Старые, заржавелые административные пружины не годятся более для нового механизма, сообщенного всей государственной машине. И теперь пришла самая крайняя пора подумать о переустройстве. Я очень опасаюсь, что событие 1 марта сильно повлияет на многие незрелые умы и страстные фанатические натуры. Их поражает и увлекает трескучий эффект зла сильнее, чем примеры добродетели.

Не забудем, что мы живем в такое время, когда личности в роде Брутов, Зандов и Равальяков1 уже успели популяризироваться и сомкнуться под покровительством нового учения. А такой громадный успех зла, какого оно достигло событием 1 марта, должен сильно повлиять на судьбы этой зловещей общины; она нравственно, вернее, злонравственно, окрепнет и привлечет к себе новых сподвижников. И если государства не примут заблаговременно радикальных мер к ослаблению господствующего антагонизма с обществом, то вербовка в ряды недовольных анархистов и коммунаров будет расти все более и более, пока они не сформируют status in statu. На их стороне тот же могущественный своим злонравием принцип, который сделал непобедимым и иезуитов, с тем только отличием, что у иезуитов благая цель оправдывает худые средства, а у новых адептов анархизма и нигилизма и цель и средства сливаются вместе и бьют в одну точку — разрушение существующего порядка.

Как же не соединиться против такого сильного врага государству и обществу, стараясь взаимно ослабить существующий антагонизм? И что другое, как не общественное представительство, дает наиболее надежное средство к этому союзу? Спешите! Dixi2.

Пора, однако же, перестать. Я высказал все накопившееся в душе и вызванное наружу событием 1 марта. Не знаю, возвращусь ли я еще раз в моем дневнике к этому предмету. А теперь пора возвратиться к биографии.

28 марта.

Но прежде, чем возвращусь к моей биографии, замечу, что прошлого года я в эту пору сильно озабочен был о состоянии моих полей; я вел тогда дневник о погоде и температуре. Нынешний год было не до того.

Ф.Равальяк (1578–1610) — убийца короля Франции Генриха IV. Я [все] сказал (лат.).

Я покупал новое имение и делал завещание; заметно стареюсь. Прошлого года выпавший в ноябре снег на талую землю угрожал озими большим вредом; все боялись, что густые, как войлок, всходы вымокнут; но в декабре начались сильные морозы, и, хотя снега навалило целые сугробы, земля замерзла под ним на аршин и более. Когда снег, лежавший до конца марта, стаял, то озими оказались нетронутыми и, как осенью, густыми и зелеными. Урожай прошлого, 1880 года, был у меня, однако же, не плохой и, если бы не дожди во время цвета пшеницы, был бы еще лучше; от этих дождей пострадал умолот, но все — таки урожай пшеницы, вообще, у меня был сам — восемь.

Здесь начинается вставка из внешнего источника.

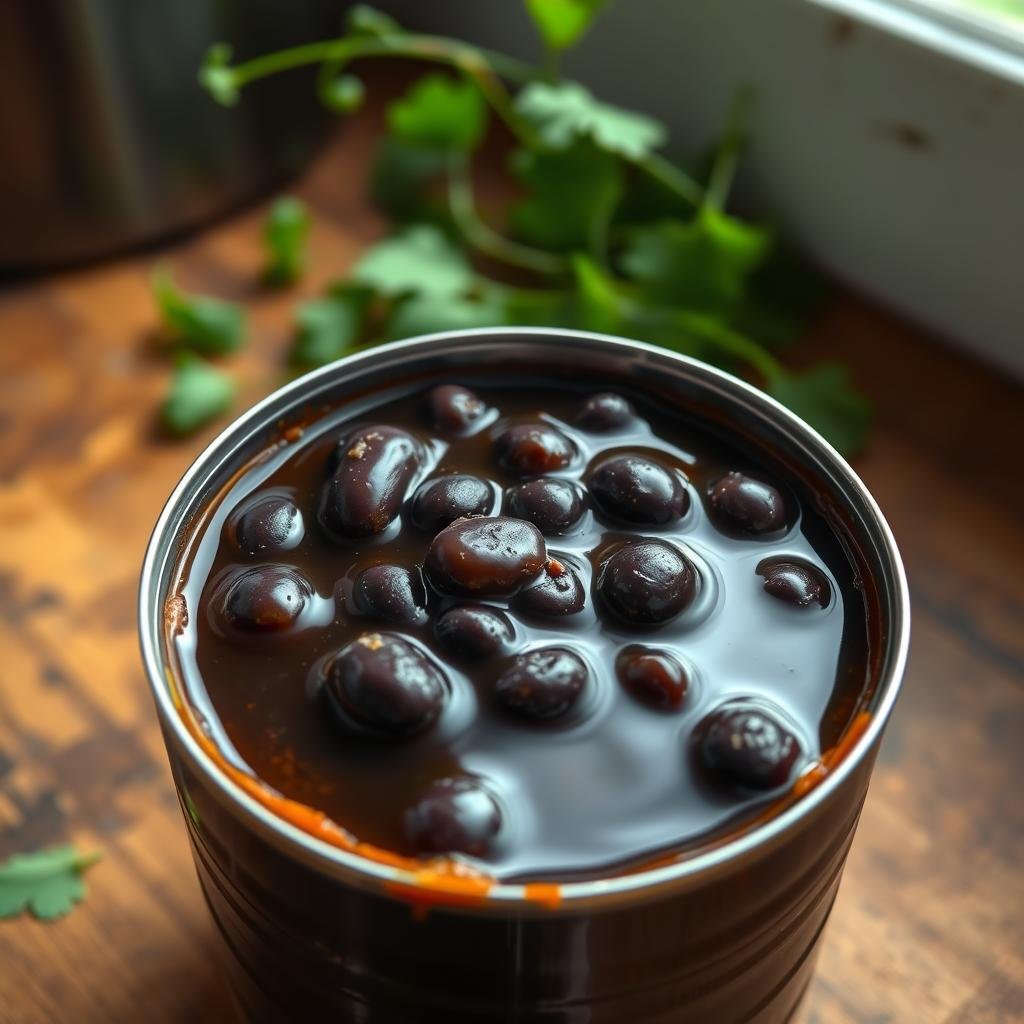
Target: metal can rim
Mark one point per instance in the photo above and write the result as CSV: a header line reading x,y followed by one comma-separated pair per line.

Сильные весенние морозы, в марте до 20° с лишком R, погубили множество деревьев в саду; пострадали особливо вишни, сливы, груши; у меня из 2000 погибло до 200. 5–го мая выпал снег и лежал два дня: пострадал виноград; не было ни яблоков, ни груш.

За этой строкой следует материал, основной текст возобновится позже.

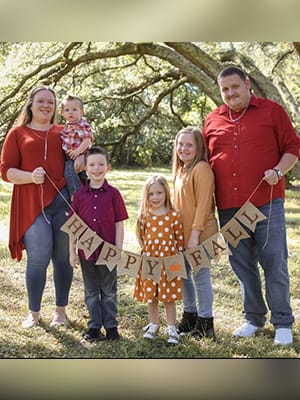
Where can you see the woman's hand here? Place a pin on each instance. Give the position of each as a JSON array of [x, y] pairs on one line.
[[38, 175]]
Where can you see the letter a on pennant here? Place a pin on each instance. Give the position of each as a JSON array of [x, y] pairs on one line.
[[110, 255], [89, 242]]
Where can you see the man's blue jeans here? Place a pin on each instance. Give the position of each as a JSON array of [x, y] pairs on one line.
[[268, 247], [100, 289], [44, 242]]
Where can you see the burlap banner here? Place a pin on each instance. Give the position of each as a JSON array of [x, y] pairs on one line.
[[129, 263]]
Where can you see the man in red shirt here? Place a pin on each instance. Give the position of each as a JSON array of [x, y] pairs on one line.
[[252, 145]]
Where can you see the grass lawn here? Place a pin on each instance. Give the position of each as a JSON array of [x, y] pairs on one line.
[[64, 341]]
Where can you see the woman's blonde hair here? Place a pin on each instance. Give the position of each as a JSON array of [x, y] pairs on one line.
[[25, 116], [144, 202], [201, 151]]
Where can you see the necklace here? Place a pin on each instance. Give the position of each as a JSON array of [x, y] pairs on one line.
[[239, 117]]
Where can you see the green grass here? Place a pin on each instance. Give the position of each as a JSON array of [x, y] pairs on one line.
[[64, 341]]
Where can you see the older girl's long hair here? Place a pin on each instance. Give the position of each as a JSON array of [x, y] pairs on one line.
[[25, 116], [201, 151], [144, 203]]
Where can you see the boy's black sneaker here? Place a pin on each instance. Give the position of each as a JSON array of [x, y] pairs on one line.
[[112, 334], [93, 335], [187, 323]]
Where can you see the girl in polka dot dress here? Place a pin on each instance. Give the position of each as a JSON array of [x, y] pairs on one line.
[[160, 234]]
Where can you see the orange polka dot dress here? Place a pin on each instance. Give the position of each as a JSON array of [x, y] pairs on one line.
[[162, 236]]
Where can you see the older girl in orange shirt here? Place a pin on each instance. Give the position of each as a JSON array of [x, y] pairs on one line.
[[194, 199]]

Про нынешний год еще труднее предсказать. Снег не падал на талую землю. Но снега вообще было мало до весны, и он зимою два раза сходил совсем, тогда как прошлого года не сходил ни разу. Отличные осенние всходы озими, густые, как и прошлогодние, стояли по неделям открытые, без снежного покрова. Впрочем, сильных морозов не было. В целую зиму раз или два доходило до 20° с лишком, и то на несколько часов. Зато теперь март необыкновенно холоден и сыр. Падал раза три снег и один раз лежал около двух недель, защитив всходы от мартовских ветров.

Тепла более 10–12° еще не было. Всходы не зеленые, как прошлогодние, а серые, желтоватые, но от дождей и мокрого снега начинают зеленеть; боюсь, не повредили бы им морозы в 2–5° на мокрую землю, не пострадали бы корни всходов.

Что я написал в дни первых чисел марта под впечатлением страшного события, я не перечитывал потом; помарки и поправки я делал только в то время, когда писал я взволнованный, спеша вылить на бумагу поток быстро следовавших одно за другими воспоминаний и мыслей.

Примечание. Замечу еще, что еще не могу отделаться от подозрения об участии в событии 1 марта не одних анархистов, а и лиц из других лагерей, участии, разумеется, не прямом, а чрез десятые руки, а доказательств подозрения ни теперь, ни после и, может быть, никогда не найдется; поэтому я и отношу его голословным, но тем не менее навязчивым.

Перехожу опять к делам давно прошедших дней. Не прошло и месяца после внезапной смерти отца, как мы все, мать, двое сестер и я, должны были предоставить наш дом и все, что в нем находилось, казне и частным кредиторам. Приходилось с кое — какими крохами идти на улицу и думать о следующем дне. В это время явилась неожиданная помощь. Троюродный (если не ошибаюсь) брат отца, Андрей Филимонович Назарьев, сам обремененный семейством, у него было на руках три дочери (одна уже взрослая, две подростки), служивший заседателем в каком — то московском суде (помещавшемся близ Иверских ворот), предложил нам переехать к нему. Он с семейством жил у Пресненских пру

дов, в приходе Покрова в Кудрине, в собственном маленьком домике; внизу, в четырех комнатах, помещалось семейство Назарьевых, а мезонин с тремя комнатами и чердачком предоставлен был нам. Окна одной из комнат выходили на Девичье Поле, виднелись Воробьевы горы, и я, смотря на этот ландшафт, вспоминал подобный же вид из верхнего этажа нашего прежнего дома на Андроньев монастырь. Но вспоминать было нелегко, впрочем, не мне собственно, а старшим. Что я тогда? Разве 14–тилетнему подростку знакома бывает продолжительная грусть и недовольство судьбою?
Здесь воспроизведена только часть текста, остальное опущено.